Мы мечтаем. Знаешь, у меня эта картинка перед глазами. Такая грусть! Мы, маленькие и глупенькие девочки, почти уверенные в том, что за углом нас ожидает волшебная и прекрасная жизнь! Топчется в нетерпеливом ожидании когда же, когда? Когда эти дурочки подрастут? И уж тогда вывалю на них все свои подарки, все сюрпризы! Все заготовки свои. Осыплю счастьем, как новогодним конфетти. Слава богу, мы пока ничего не понимаем. Иначе кранты.
Ганка водит ободранным носом босоножки по земле, вычерчивая какие-то загогулины. Молчит. Она всегда поначалу молчит. Но мы-то знаем: она самая смелая и самая шкодливая из нас трех. Вот она-то точно ничего не боится. «Оторва», называет ее моя бабушка. Ганка за любой кипиш, лишь бы не было скучно.
Она еще и самая хорошенькая из нас прости! Нежное тонкое лицо, изящные скулы. Какой абрис, а? Изумленные глаза фиалкового цвета, пять веснушек на носу помнишь, мы сосчитали? И волосы в медь, искрящиеся на солнце, крупными завитками падающие ей на глаза. Как они ее раздражали, помнишь? Как она завидовала тебе твоим гладким, прямым, ослепительно-черным. Индейским, как она говорила.

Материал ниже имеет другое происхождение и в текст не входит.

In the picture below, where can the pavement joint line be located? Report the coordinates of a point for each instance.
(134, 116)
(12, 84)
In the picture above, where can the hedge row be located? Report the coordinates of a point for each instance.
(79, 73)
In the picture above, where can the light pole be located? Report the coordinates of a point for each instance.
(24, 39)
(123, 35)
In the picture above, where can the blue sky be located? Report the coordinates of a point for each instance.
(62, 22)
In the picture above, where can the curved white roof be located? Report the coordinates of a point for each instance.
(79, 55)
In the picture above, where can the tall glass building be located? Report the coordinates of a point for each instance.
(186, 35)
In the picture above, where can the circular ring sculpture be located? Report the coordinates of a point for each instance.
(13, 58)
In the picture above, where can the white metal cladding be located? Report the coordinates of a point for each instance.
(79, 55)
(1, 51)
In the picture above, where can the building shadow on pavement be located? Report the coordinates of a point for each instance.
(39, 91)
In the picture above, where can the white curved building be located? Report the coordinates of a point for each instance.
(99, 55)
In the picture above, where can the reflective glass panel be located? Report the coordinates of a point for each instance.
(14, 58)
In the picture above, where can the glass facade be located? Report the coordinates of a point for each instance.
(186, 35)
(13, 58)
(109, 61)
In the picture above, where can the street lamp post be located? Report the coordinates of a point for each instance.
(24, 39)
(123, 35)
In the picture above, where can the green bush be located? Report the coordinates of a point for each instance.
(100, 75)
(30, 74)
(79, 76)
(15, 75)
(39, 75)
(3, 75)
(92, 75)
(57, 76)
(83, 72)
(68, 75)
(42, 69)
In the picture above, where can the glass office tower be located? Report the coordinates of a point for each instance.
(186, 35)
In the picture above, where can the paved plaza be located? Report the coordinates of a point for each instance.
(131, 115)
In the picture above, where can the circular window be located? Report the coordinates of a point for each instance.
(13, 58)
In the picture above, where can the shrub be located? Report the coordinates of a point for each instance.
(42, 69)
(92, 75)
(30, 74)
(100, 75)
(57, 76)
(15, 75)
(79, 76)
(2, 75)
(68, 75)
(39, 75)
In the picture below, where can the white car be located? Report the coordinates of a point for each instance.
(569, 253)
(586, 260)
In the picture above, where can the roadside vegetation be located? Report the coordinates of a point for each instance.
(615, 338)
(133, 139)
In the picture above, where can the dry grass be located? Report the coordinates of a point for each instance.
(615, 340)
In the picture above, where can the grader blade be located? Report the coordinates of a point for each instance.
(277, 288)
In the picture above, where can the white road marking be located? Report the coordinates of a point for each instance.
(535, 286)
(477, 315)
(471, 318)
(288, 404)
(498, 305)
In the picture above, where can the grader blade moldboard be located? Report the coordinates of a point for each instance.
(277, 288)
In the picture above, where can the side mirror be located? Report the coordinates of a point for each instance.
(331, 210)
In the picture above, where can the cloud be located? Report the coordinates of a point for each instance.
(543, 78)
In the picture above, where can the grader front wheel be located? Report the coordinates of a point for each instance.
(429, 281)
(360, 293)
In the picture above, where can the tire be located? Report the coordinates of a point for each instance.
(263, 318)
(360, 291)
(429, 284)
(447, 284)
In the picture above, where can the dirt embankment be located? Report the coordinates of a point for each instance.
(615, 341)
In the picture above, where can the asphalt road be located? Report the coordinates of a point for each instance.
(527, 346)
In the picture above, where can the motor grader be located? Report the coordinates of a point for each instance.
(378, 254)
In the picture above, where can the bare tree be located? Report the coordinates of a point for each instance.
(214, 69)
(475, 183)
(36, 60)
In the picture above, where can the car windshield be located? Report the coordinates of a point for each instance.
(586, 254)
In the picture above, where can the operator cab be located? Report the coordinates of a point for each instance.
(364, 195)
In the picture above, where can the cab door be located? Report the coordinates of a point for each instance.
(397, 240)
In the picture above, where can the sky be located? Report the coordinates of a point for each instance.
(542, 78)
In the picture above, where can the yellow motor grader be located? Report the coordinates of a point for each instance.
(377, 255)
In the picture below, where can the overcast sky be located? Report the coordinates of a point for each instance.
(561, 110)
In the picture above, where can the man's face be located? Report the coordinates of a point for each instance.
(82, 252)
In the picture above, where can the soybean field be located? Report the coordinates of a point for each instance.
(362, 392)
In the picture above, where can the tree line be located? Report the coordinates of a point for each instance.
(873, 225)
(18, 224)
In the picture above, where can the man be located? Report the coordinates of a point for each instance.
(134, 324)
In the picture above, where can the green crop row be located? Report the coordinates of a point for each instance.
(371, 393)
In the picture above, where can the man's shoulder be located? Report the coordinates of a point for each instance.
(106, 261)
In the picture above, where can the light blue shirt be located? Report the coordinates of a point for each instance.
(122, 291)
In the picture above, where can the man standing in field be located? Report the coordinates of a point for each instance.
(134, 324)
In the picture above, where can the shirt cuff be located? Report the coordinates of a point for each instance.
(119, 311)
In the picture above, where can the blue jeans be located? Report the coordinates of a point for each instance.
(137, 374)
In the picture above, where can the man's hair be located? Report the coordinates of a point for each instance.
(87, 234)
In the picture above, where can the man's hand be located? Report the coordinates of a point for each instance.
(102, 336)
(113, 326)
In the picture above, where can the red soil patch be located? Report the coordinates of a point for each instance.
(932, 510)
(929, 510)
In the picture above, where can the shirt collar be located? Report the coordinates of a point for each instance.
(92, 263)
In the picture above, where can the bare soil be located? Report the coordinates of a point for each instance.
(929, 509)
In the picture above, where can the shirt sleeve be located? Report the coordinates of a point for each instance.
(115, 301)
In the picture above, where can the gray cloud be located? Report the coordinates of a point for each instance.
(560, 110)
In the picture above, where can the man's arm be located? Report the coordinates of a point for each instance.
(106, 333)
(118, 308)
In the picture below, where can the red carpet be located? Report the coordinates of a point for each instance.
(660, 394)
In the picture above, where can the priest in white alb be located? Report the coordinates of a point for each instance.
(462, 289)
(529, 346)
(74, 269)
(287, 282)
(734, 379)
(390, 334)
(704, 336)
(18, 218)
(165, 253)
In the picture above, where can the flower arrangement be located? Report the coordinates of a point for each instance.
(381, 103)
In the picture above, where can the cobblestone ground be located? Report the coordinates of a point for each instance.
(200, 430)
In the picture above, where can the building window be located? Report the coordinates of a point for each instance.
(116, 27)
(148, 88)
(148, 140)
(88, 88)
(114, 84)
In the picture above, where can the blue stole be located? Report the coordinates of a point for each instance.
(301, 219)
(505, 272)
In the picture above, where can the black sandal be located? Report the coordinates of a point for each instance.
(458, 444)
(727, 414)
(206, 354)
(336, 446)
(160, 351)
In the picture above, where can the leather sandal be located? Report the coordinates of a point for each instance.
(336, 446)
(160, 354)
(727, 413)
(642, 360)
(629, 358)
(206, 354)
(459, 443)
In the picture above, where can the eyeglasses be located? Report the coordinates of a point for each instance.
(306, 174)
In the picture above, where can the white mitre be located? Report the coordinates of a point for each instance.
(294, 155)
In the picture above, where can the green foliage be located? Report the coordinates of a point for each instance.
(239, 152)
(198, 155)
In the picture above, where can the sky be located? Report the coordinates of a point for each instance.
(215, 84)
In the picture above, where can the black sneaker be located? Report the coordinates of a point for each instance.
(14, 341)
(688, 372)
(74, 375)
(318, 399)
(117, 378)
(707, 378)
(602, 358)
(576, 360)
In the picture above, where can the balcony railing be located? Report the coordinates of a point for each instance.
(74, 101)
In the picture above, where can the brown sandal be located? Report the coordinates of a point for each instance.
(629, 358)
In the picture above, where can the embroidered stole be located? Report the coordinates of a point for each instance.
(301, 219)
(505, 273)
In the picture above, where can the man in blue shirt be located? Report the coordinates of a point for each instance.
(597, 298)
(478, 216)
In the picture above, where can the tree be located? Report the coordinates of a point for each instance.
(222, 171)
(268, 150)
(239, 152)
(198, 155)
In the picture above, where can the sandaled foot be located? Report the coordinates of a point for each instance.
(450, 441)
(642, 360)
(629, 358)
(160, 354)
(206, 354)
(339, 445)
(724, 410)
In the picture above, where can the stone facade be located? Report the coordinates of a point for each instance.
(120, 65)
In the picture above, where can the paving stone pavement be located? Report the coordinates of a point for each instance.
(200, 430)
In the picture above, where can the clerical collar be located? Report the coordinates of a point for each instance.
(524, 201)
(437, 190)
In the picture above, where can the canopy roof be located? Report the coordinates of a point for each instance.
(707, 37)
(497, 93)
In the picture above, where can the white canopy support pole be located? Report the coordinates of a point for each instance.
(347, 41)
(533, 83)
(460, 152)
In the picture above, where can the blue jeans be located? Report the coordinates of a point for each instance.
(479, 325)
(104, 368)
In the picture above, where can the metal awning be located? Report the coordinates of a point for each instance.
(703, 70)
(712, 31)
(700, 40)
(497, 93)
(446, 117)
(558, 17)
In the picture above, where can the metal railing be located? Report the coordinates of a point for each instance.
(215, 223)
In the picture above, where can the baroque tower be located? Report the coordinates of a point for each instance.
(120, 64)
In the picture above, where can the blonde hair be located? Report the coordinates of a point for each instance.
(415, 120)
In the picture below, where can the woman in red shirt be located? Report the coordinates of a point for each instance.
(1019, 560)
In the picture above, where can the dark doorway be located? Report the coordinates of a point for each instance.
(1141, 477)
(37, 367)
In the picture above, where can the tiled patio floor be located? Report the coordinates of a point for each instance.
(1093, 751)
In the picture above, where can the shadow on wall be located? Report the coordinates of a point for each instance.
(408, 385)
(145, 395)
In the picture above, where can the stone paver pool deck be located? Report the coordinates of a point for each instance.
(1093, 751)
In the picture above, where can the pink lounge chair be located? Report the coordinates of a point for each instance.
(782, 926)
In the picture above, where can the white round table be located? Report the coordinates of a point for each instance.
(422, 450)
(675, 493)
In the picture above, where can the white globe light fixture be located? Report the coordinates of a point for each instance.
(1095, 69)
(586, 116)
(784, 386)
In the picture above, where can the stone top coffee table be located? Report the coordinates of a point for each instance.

Ганка молчит болтаем ты и я, две болтухи. Учителя нас ругали за это: «Матвеева и Литовченко! Хватит болтать!» Эх, замечания в дневники мы ловили, по-моему, через день.
Мы бежим за мороженым к метро. Выскребаем из карманов, полных песка, фантиков от конфет, раскрошенного печенья, каких-то подобранных бусин, мелочь, копейки. Иногда хватало на три пачки. Иногда на две. Ну и ничего, разделим две на троих! А если уж мы оказывались «страшно богаты», то тогда хватало еще и на три пирожка с повидлом, самых дешевых, по пять копеек.
Ах, какой у нас праздник! Мы облизываем грязные, сладкие от повидла пальцы, запиваем все это газировкой из автомата три копейки с сиропом, щекотно в носу и в горле, и мы счастливы!
Нам по четырнадцать, и мы снова сидим во дворе. Правда, теперь уже не в песочнице там нам неловко, там малышня. Сидим мы на лавочке. Нашей любимой лавочке на «заднем» дворе. И снова мечтаем. Нам уже нравятся мальчики, мы влюблены. Ты в Алешу Фролова, жуткая судьба, да? Такая ранняя и нелепая смерть. Я в Гришку Рабиновича. А Ганка, поросенок, молчит! Но мы пытаем ее, укоряем, стыдим, что подруги так себя не ведут, что это нечестно. А она мотает красивой рыжей башкой:
Да отстаньте вы, дуры! На фиг мне эти ваши любови? На фиг эти идиоты? Нет, вы вглядитесь! Вот твой Фролов, говорит она тебе с возмущением, и что в нем хорошего? Коротышка и тупица! Ах, синие глазки, ах, мускулатура! Баран. Сонька! Ты не видишь, что он тупой? Дура ты, Сонька!
Ты обижаешься я бы тоже обиделась. Потому что Лешка Фролов вполне себе ничего мачо такой, как бы сказали сейчас.
Потом она берется за меня и бедного Гришку:
Ну а твой Рабинович! Нет, он умный, конечно. А уж по сравнению с Фроловым, и осуждающий взгляд на тебя, так просто Спиноза! Но тощий такой, носатый, неловкий и несовременный. Вот как ты с ним пойдешь в ресторан? Он же одет как чучело!